CompVis / taming-transformers

Taming Transformers for High-Resolution Image Synthesis
https://arxiv.org/abs/2012.09841
MIT License
5.77k stars 1.14k forks source link

config files for conditional training on segmentation maps #17

Open ash80 opened 3 years ago

ash80 commented 3 years ago

Great paper! I am trying to retrain this model on an image dataset where I'm able to generate the segmentation masks using DeepLab v2. However, I don't have a config yaml file for training transformer as for faceHQ or D-RIN. Could you please provide a sample yaml file training with segmentation masks? Many Thanks

ink1 commented 3 years ago

I'm also interested in that, see #16 The best starting I could find is the yaml file shared with sflckr checkpoint. Replace validation by train at the end of the file. But my progress basically stops there.

attashe commented 3 years ago

I am trying to train this on Flicklr-30k dataset and after 21 epochs intermediate results nothing changed. Config from sflckr checkpoint. Снимок экрана 2021-02-04 в 19 38 57 Снимок экрана 2021-02-04 в 19 39 58 Снимок экрана 2021-02-04 в 19 40 07

akmtn commented 3 years ago

Distributed sflckr.yaml seems insufficient for training, because some settings are lacking. For example, models.params.lossconfig

Hi, authors, Could you please provide a sample yaml file training with segmentation masks? Thanks.

pesser commented 3 years ago

Added config and loss to train cond stage on segmentation maps (configs/coco_cond_stage.yaml and configs/sflckr_cond_stage.yaml). Optionally, you can also extract weights of cond stage from the transformer checkpoints,

python scripts/extract_submodel.py logs/2021-01-20T16-04-20_coco_transformer/checkpoints/last.ckpt coco_cond_stage.ckpt cond_stage_model

and fine-tune from there (maybe adjust data section of config):

python main.py --base configs/coco_cond_stage.yaml -t True --gpus 0, model.params.ckpt_path=coco_cond_stage.ckpt
kampta commented 3 years ago

I have a related question. It looks like the current config file sflckr_cond_stage.yaml leads to resizing the image to SmallestMaxSize=256. So the model was essentially trained using smaller (resized) images. Is the model checkpoint provided trained using the same config? I'd imagine in order to sample high res images, we need to just crop the images without resizing.

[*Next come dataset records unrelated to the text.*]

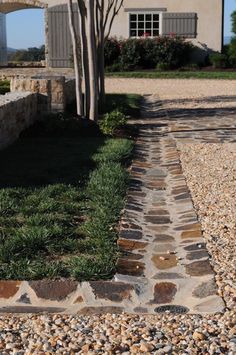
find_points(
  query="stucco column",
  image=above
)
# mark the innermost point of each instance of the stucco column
(3, 40)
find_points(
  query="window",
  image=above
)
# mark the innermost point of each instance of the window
(144, 24)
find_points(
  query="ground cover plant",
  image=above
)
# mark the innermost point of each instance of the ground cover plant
(61, 194)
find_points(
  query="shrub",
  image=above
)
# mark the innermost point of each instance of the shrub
(130, 55)
(163, 66)
(218, 60)
(116, 67)
(146, 53)
(173, 51)
(232, 52)
(111, 51)
(149, 52)
(112, 121)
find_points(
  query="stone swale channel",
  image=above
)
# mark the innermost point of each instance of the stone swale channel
(164, 265)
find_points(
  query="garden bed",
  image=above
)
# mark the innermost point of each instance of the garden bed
(177, 74)
(60, 200)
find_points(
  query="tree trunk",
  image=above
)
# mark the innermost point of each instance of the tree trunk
(84, 50)
(92, 61)
(101, 76)
(76, 56)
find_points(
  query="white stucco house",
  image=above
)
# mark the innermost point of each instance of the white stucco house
(200, 21)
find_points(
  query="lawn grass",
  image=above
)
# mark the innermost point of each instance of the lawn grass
(229, 75)
(60, 200)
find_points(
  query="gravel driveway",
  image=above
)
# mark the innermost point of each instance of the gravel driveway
(212, 183)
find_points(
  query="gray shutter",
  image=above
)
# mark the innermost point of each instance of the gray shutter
(59, 38)
(181, 23)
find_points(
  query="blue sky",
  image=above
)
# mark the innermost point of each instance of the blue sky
(25, 28)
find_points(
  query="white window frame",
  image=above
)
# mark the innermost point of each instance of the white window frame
(145, 12)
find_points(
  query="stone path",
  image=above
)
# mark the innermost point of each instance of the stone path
(164, 265)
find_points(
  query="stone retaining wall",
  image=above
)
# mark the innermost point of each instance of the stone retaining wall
(17, 112)
(54, 92)
(29, 99)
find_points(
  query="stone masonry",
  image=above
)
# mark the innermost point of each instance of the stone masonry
(164, 264)
(17, 112)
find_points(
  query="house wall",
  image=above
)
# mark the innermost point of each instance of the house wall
(209, 24)
(57, 36)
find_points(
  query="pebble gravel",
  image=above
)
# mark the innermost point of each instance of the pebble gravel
(210, 170)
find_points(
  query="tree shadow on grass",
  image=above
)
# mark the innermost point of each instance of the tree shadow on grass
(48, 154)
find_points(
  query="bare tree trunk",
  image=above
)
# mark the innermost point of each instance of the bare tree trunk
(84, 50)
(92, 61)
(76, 56)
(101, 69)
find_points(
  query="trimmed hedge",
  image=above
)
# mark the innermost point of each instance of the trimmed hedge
(146, 53)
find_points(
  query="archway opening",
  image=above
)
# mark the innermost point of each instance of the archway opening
(26, 37)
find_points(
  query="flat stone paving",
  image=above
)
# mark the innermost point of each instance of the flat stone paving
(164, 264)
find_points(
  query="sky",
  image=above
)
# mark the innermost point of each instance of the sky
(25, 28)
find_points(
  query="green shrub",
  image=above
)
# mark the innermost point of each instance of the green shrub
(131, 54)
(147, 53)
(116, 67)
(4, 87)
(111, 51)
(218, 60)
(163, 66)
(112, 121)
(232, 52)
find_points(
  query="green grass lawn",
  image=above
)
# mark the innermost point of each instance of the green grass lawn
(230, 75)
(60, 200)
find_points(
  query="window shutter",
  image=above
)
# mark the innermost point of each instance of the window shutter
(180, 23)
(59, 38)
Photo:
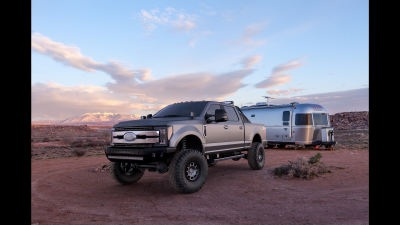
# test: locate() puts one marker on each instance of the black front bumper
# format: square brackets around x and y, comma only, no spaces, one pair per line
[109,150]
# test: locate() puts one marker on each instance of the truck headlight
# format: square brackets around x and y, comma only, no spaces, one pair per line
[112,134]
[165,135]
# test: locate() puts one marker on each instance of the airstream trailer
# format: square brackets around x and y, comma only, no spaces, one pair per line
[293,124]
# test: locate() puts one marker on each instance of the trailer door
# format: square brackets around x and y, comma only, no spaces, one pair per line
[286,126]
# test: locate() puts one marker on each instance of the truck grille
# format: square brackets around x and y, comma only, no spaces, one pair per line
[133,145]
[133,128]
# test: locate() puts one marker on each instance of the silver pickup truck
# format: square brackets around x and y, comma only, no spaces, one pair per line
[184,139]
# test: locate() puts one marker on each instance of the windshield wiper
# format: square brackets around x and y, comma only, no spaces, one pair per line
[166,116]
[172,116]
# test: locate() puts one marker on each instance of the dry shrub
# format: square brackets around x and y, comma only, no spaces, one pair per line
[79,152]
[67,137]
[303,168]
[77,144]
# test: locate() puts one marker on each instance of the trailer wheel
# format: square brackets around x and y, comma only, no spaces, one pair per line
[256,156]
[211,164]
[188,171]
[124,173]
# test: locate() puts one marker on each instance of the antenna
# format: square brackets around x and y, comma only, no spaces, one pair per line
[267,97]
[146,103]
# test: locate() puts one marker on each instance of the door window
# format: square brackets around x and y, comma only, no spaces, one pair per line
[230,111]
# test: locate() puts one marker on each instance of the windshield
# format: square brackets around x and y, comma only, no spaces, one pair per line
[181,109]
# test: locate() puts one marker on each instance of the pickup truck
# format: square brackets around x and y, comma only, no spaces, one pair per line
[184,139]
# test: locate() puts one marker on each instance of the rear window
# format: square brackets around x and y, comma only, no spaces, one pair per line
[286,115]
[231,113]
[303,119]
[244,118]
[320,118]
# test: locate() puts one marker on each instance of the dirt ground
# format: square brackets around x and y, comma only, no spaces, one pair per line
[68,190]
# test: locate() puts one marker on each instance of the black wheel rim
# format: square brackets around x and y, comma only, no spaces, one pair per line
[260,155]
[192,171]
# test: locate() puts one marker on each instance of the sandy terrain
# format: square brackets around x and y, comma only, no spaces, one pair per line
[69,191]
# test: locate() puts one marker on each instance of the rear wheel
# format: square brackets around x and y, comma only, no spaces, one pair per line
[256,156]
[124,172]
[188,171]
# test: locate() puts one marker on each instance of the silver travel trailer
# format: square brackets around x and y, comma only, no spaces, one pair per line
[293,124]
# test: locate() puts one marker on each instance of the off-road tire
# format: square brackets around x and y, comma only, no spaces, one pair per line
[178,170]
[256,156]
[118,175]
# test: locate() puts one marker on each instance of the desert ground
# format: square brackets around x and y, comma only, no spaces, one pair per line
[67,189]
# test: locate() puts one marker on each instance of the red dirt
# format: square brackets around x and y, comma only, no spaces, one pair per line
[69,191]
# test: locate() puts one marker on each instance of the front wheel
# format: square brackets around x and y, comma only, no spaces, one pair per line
[188,171]
[124,172]
[256,156]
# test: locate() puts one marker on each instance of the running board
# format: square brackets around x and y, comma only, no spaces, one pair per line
[230,157]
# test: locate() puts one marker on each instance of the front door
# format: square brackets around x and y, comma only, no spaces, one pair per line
[236,128]
[216,134]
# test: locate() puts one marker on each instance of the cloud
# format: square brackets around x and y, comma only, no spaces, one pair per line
[247,37]
[73,57]
[124,93]
[334,102]
[278,78]
[186,87]
[197,36]
[284,92]
[249,62]
[55,101]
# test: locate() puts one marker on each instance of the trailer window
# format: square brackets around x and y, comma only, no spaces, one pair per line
[320,118]
[303,119]
[286,115]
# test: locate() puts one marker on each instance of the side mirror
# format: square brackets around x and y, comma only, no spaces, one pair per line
[220,115]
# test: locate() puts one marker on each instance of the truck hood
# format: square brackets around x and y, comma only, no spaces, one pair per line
[156,121]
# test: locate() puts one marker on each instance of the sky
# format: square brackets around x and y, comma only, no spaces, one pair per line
[136,57]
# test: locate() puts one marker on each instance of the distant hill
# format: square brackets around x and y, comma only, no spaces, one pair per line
[92,119]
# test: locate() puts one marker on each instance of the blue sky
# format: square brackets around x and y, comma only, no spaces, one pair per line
[134,57]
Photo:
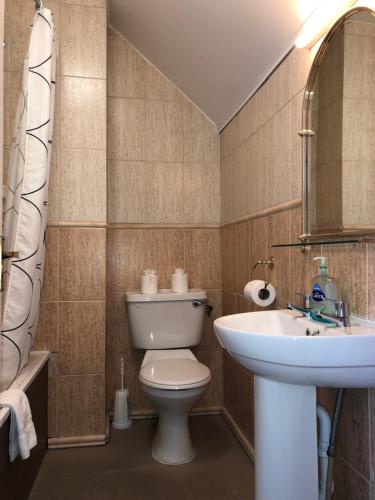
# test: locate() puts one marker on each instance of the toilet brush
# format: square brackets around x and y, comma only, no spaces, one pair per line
[121,419]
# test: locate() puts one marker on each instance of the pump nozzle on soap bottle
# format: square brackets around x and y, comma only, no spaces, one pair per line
[323,287]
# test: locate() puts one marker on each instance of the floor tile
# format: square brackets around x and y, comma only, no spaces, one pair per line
[124,468]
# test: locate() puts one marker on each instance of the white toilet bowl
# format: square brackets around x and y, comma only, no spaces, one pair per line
[174,380]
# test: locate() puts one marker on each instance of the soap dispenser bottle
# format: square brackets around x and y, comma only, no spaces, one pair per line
[323,287]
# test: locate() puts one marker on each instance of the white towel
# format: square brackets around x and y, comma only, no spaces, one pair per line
[22,435]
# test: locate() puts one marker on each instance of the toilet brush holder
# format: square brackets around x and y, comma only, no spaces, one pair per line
[121,419]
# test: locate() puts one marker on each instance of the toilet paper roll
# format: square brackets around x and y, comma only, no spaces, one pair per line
[179,283]
[257,293]
[149,284]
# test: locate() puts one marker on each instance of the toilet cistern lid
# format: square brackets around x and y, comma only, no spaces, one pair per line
[175,374]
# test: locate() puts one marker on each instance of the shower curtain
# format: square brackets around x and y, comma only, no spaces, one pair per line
[25,211]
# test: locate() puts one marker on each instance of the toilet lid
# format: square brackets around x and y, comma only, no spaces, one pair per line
[175,374]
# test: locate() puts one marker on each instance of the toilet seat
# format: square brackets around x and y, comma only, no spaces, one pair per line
[174,374]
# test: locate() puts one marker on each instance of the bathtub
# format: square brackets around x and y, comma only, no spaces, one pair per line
[33,379]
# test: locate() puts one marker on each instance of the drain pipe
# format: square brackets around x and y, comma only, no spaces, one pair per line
[323,445]
[331,452]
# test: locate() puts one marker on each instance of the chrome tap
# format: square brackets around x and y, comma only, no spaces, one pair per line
[341,316]
[307,301]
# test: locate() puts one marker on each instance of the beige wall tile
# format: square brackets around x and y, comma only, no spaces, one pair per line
[300,62]
[82,185]
[118,345]
[83,51]
[227,140]
[158,86]
[209,340]
[202,258]
[278,232]
[352,443]
[82,113]
[6,109]
[126,124]
[145,192]
[279,157]
[370,281]
[296,146]
[259,245]
[7,26]
[228,257]
[128,255]
[118,340]
[258,157]
[227,188]
[82,264]
[46,335]
[126,69]
[89,3]
[259,108]
[358,205]
[348,264]
[81,405]
[358,130]
[167,254]
[242,125]
[201,137]
[201,193]
[51,272]
[163,133]
[81,338]
[52,395]
[131,251]
[349,483]
[279,87]
[241,172]
[242,256]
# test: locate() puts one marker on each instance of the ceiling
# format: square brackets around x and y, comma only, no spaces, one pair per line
[216,52]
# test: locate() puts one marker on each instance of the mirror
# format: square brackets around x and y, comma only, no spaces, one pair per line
[339,131]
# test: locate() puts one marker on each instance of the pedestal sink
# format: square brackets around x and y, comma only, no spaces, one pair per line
[288,366]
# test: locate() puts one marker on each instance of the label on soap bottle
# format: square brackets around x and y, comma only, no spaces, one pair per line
[318,295]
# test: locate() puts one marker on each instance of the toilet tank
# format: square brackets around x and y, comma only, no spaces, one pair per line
[165,320]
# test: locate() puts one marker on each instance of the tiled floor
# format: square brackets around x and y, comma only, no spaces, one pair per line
[125,470]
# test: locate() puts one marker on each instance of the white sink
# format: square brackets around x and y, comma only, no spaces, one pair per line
[288,366]
[273,344]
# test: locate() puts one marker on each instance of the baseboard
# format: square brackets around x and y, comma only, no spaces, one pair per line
[239,434]
[137,414]
[77,441]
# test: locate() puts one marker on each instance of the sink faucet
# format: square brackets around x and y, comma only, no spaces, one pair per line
[307,301]
[341,316]
[339,319]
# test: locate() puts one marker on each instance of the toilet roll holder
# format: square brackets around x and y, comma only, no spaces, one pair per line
[264,293]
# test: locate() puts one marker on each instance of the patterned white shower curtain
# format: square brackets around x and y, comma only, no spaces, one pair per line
[25,212]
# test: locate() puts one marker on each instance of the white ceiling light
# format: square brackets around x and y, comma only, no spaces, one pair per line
[321,20]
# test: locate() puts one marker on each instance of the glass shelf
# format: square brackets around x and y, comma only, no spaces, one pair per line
[303,244]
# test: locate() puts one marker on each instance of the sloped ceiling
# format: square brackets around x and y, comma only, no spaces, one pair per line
[216,52]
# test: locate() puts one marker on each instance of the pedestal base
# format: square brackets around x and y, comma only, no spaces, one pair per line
[286,460]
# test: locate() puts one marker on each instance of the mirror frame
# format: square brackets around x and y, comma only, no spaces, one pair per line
[306,236]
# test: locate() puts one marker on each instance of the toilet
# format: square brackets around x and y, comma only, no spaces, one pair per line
[166,324]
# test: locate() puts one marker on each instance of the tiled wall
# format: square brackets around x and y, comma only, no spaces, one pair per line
[72,319]
[268,125]
[163,207]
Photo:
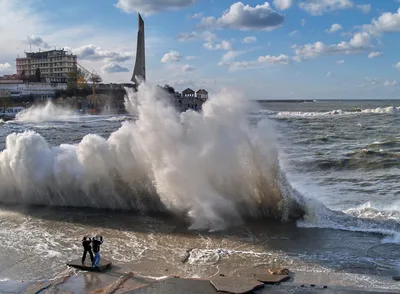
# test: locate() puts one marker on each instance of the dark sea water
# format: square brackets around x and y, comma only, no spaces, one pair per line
[179,196]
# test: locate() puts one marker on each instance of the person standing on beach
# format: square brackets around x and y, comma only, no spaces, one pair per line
[97,241]
[87,248]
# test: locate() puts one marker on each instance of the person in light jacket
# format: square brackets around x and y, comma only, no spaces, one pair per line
[96,242]
[87,248]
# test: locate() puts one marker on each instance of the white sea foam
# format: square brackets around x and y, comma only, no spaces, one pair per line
[47,112]
[337,112]
[213,167]
[360,219]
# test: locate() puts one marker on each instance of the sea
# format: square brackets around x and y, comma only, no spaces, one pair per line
[310,186]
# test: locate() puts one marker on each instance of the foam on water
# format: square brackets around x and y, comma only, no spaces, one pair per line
[338,112]
[47,112]
[212,167]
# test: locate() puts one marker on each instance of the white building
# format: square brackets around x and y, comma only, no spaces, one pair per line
[39,91]
[54,65]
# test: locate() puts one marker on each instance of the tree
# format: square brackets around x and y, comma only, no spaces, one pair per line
[95,79]
[76,81]
[37,75]
[169,89]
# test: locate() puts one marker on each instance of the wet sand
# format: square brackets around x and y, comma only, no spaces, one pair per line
[39,241]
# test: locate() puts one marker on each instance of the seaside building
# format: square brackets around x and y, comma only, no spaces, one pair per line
[24,92]
[54,65]
[189,99]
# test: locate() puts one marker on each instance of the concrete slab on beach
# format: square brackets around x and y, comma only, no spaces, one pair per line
[77,263]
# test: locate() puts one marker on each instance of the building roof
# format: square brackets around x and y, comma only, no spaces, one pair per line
[188,90]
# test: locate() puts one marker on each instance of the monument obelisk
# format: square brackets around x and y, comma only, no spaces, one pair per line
[139,72]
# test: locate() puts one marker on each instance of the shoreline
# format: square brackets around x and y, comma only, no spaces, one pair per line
[146,280]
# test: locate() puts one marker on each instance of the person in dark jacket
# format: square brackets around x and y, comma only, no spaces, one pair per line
[87,248]
[97,241]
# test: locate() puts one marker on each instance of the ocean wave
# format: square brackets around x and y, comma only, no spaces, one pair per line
[362,159]
[213,167]
[46,113]
[364,218]
[337,112]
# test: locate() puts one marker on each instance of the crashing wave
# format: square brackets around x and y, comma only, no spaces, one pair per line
[212,167]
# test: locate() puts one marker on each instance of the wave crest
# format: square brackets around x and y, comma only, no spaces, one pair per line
[213,167]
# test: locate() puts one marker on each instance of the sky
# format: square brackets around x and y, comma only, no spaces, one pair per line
[277,49]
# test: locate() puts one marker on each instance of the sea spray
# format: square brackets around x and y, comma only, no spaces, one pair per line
[46,112]
[212,167]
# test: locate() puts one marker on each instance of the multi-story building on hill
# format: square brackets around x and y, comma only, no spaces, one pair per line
[54,65]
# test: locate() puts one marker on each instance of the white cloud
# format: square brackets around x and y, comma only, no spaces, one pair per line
[360,40]
[188,36]
[334,28]
[197,15]
[224,45]
[188,68]
[268,59]
[283,4]
[374,54]
[154,6]
[387,23]
[246,17]
[192,36]
[372,81]
[250,39]
[230,55]
[318,7]
[4,66]
[364,8]
[391,83]
[262,61]
[93,53]
[359,43]
[172,56]
[114,68]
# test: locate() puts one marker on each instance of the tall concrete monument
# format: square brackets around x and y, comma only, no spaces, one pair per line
[139,72]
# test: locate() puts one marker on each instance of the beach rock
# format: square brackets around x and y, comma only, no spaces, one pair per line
[278,271]
[271,279]
[235,285]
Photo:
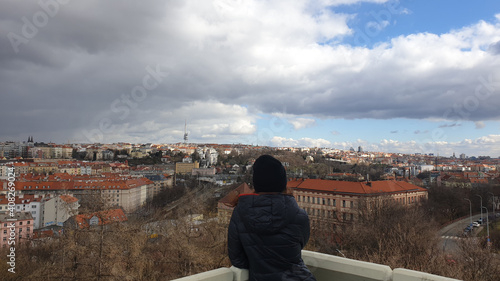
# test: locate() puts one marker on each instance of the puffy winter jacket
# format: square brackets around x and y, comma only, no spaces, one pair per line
[266,235]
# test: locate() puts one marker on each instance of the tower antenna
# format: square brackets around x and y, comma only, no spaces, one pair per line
[185,132]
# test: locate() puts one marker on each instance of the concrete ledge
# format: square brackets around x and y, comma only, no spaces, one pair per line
[326,267]
[239,274]
[219,274]
[401,274]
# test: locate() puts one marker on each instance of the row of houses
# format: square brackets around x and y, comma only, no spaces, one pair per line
[124,191]
[337,201]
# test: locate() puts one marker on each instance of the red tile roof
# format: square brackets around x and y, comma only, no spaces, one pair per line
[104,217]
[68,198]
[375,187]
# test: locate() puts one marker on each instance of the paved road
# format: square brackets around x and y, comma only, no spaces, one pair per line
[452,233]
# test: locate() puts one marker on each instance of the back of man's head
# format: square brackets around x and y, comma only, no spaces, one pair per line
[269,175]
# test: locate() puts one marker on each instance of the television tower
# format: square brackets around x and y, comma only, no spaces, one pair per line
[185,132]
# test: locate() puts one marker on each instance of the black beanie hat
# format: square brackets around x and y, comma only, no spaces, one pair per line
[269,175]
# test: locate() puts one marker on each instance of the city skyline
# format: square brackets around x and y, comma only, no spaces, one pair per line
[389,76]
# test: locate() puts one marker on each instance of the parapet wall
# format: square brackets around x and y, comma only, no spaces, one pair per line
[325,268]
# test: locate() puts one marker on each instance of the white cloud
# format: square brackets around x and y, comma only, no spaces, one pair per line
[301,123]
[486,145]
[479,124]
[303,142]
[376,26]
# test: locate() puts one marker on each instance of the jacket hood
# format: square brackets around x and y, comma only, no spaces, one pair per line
[266,213]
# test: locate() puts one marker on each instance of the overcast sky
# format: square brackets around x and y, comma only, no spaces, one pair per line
[397,76]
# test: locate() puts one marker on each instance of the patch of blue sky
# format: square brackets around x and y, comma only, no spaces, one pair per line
[375,130]
[373,23]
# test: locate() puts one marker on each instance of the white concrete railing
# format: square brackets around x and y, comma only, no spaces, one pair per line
[326,267]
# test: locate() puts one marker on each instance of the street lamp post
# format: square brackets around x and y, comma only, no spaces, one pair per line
[470,210]
[487,226]
[481,207]
[493,203]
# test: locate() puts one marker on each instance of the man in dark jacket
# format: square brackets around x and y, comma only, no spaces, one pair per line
[268,230]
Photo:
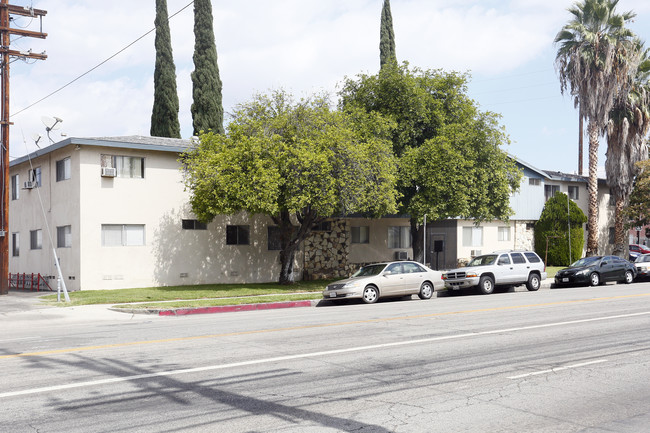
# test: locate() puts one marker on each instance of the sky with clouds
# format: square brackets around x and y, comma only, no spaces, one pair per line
[303,46]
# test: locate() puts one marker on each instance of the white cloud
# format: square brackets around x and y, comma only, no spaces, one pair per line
[301,45]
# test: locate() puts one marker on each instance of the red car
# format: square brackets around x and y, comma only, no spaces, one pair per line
[641,249]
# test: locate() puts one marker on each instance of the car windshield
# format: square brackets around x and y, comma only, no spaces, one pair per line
[368,271]
[483,260]
[586,261]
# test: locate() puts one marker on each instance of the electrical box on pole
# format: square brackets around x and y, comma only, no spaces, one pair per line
[6,11]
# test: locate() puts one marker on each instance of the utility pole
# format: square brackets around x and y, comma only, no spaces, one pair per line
[6,10]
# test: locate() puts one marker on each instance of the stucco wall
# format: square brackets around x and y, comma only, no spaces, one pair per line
[52,205]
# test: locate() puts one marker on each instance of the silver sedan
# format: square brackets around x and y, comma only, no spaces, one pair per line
[374,281]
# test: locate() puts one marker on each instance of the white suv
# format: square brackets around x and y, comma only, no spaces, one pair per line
[505,269]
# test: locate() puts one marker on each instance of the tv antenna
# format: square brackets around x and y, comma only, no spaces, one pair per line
[51,123]
[36,137]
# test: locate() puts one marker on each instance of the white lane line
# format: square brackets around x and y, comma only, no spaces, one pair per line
[305,355]
[553,370]
[7,340]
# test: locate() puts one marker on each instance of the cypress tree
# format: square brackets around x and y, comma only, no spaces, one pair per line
[207,106]
[386,37]
[164,117]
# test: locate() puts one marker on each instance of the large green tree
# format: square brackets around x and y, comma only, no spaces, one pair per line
[297,162]
[593,64]
[207,105]
[627,131]
[560,218]
[451,158]
[164,117]
[386,37]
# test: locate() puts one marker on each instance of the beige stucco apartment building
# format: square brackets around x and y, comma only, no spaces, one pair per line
[116,212]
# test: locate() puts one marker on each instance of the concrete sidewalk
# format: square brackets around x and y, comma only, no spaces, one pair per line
[27,305]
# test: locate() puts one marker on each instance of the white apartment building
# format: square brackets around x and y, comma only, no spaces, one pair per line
[116,212]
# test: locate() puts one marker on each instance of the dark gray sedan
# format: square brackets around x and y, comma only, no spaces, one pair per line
[596,270]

ali-design commented 3 years ago

Thank you for the great effort! How can I train the conditional transformer when I would like to condition image on a vector (as opposed to depth map or class label)? Specifically how the config would look like?

Kai-0515 commented 2 years ago

Added config and loss to train cond stage on segmentation maps (configs/coco_cond_stage.yaml and configs/sflckr_cond_stage.yaml). Optionally, you can also extract weights of cond stage from the transformer checkpoints,

python scripts/extract_submodel.py logs/2021-01-20T16-04-20_coco_transformer/checkpoints/last.ckpt coco_cond_stage.ckpt cond_stage_model

and fine-tune from there (maybe adjust data section of config):

python main.py --base configs/coco_cond_stage.yaml -t True --gpus 0, model.params.ckpt_path=coco_cond_stage.ckpt

hello How can I sample from a segmentation model? segmentation model can't sample as readme, because VQSegmentationModel has no attribute 'encode_to_z' but make_samples.py use it looking forward to your reply

Kai-0515 commented 2 years ago

I am trying to train this on Flicklr-30k dataset and after 21 epochs intermediate results nothing changed. Config from sflckr checkpoint. Снимок экрана 2021-02-04 в 19 38 57 Снимок экрана 2021-02-04 в 19 39 58 Снимок экрана 2021-02-04 в 19 40 07

hello could please tell me how u sample from segmentation model. I sample as the readme failed, because VQSegmentationModel has no attribute 'encode_to_z'